Assigning Pods to Nodes

You can constrain a Pod so that it is restricted to run on particular node(s), or to prefer to run on particular nodes. There are several ways to do this and the recommended approaches all use label selectors to facilitate the selection. Often, you do not need to set any such constraints; the scheduler will automatically do a reasonable placement (for example, spreading your Pods across nodes so as not place Pods on a node with insufficient free resources). However, there are some circumstances where you may want to control which node the Pod deploys to, for example, to ensure that a Pod ends up on a node with an SSD attached to it, or to co-locate Pods from two different services that communicate a lot into the same availability zone.

You can use any of the following methods to choose where Kubernetes schedules specific Pods:

Node labels

Like many other Kubernetes objects, nodes have labels.
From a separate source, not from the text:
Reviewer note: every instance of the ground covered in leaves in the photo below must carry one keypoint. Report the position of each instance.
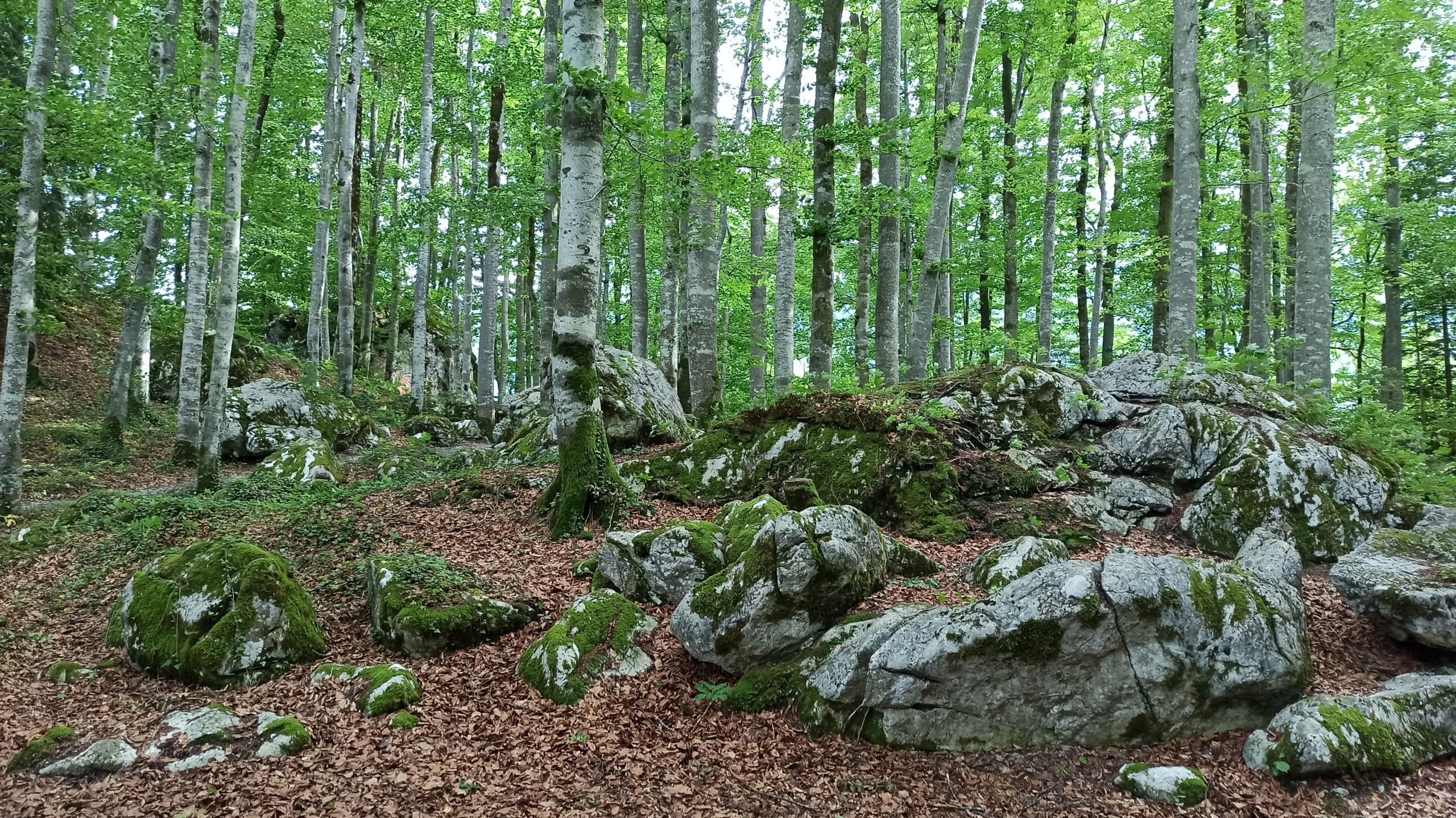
(490, 746)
You can attach labels manually. Kubernetes also populates a standard set of labels on all nodes in a cluster. See Well-Known Labels, Annotations and Taints for a list of common node labels.

Note: The value of these labels is cloud provider specific and is not guaranteed to be reliable. For example, the value of kubernetes.io/hostname may be the same as the node name in some environments and a different value in other environments.

Node isolation/restriction

Adding labels to nodes allows you to target Pods for scheduling on specific nodes or groups of nodes. You can use this functionality to ensure that specific Pods only run on nodes with certain isolation, security, or regulatory properties.

If you use labels for node isolation, choose label keys that the kubelet cannot modify. This prevents a compromised node from setting those labels on itself so that the scheduler schedules workloads onto the compromised node.

The NodeRestriction admission plugin prevents the kubelet from setting or modifying labels with a node-restriction.kubernetes.io/ prefix.

To make use of that label prefix for node isolation:

  1. Ensure you are using the Node authorizer and have enabled the NodeRestriction admission plugin.
  2. Add labels with the node-restriction.kubernetes.io/ prefix to your nodes, and use those labels in your node selectors. For example, example.com.node-restriction.kubernetes.io/fips=true or example.com.node-restriction.kubernetes.io/pci-dss=true.

nodeSelector

nodeSelector is the simplest recommended form of node selection constraint. You can add the nodeSelector field to your Pod specification and specify the node labels you want the target node to have. Kubernetes only schedules the Pod onto nodes that have each of the labels you specify.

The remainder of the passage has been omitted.